I’ve argued that many AI systems are best understood as what we might call “cultural technologies.” They are like writing, print, libraries, internet search engines, or even language itself. They summarize and “crowd-source” knowledge rather than creating it. They are techniques for passing on information from one group of people to another, rather than techniques for creating a new kind of person. Asking whether GPT-3 or Dall-E is intelligent or knows about the world is like asking whether the University of California’s library is intelligent or whether a Google search “knows” the answer to your questions.

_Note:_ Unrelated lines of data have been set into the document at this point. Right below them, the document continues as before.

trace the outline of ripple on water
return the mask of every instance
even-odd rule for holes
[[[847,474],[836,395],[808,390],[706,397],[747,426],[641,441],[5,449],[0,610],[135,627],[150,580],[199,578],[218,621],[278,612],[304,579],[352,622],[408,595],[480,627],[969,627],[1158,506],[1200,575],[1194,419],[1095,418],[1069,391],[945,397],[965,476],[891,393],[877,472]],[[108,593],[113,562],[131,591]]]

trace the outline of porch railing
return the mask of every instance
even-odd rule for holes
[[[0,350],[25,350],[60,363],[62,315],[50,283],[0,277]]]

Cultural technologies aren’t like intelligent humans, but they are essential for human intelligence. Psychologists like Joseph Henrich have argued that these cultural abilities to transmit information from one generation to the next are at the heart of our evolutionary success. New technologies that make cultural transmission easier and more effective have been among the greatest engines of human progress. But like all powerful technologies, they can also be dangerous. Socrates thought that writing was a really bad idea. You couldn’t have the Socratic dialogues in writing that you could in speech, he said, and people might believe things were true just because they were written down—and he was right. Technological innovations let Benjamin Franklin print inexpensive pamphlets that spread the word about democracy and supported the best aspects of the American Revolution. But the same technology also released a flood of libel and obscenity, as bad as anything on Twitter and Facebook, and contributed to the worst aspects of the French Revolution. People can be biased, gullible, racist, sexist, and irrational. So summaries of what people who preceded us have thought, whether from an “old wives’ tale,” a library, or the internet, inherit all of those flaws. And that can clearly be true for AI models, too.

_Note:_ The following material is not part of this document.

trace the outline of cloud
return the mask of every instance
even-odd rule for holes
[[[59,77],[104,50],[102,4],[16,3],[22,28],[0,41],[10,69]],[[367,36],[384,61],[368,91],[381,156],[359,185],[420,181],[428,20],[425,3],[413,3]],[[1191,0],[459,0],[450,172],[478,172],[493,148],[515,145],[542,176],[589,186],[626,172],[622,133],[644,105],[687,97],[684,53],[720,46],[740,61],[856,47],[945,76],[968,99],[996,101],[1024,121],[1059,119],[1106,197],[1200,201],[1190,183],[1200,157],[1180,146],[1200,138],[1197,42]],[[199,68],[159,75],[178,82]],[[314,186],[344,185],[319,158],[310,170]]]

Psychologists who study cultural transmission and evolution point out that effective cultural progress depends on a delicate balance between imitation and innovation. Imitating and learning from the past generation is crucial, and developmental psychologists have shown that even infants are adept at imitating others. AI models like GPT-3 are essentially imitating millions of human writers. But that learning would never lead to progress without the complementary ability for creative innovation. The ability of each generation to revise, alter, abandon, expand, and (hopefully) improve on the knowledge and skill of the previous generation has always been crucial for progress. That kind of creative innovation is the specialty of children and adolescents.

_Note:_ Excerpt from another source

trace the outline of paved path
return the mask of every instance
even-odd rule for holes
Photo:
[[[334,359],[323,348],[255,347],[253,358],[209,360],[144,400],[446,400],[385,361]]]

This process of creative innovation applies to designing the AI systems themselves. In the past when we invented new cultural technologies, we also had to invent new norms, rules, laws, and institutions to make sure that the benefits of those systems outweighed the costs. Writing, print, and libraries only worked because we also invented editors and librarians, libel laws and privacy regulations. Human innovation will always be the essential complement to the cultural technologies we create.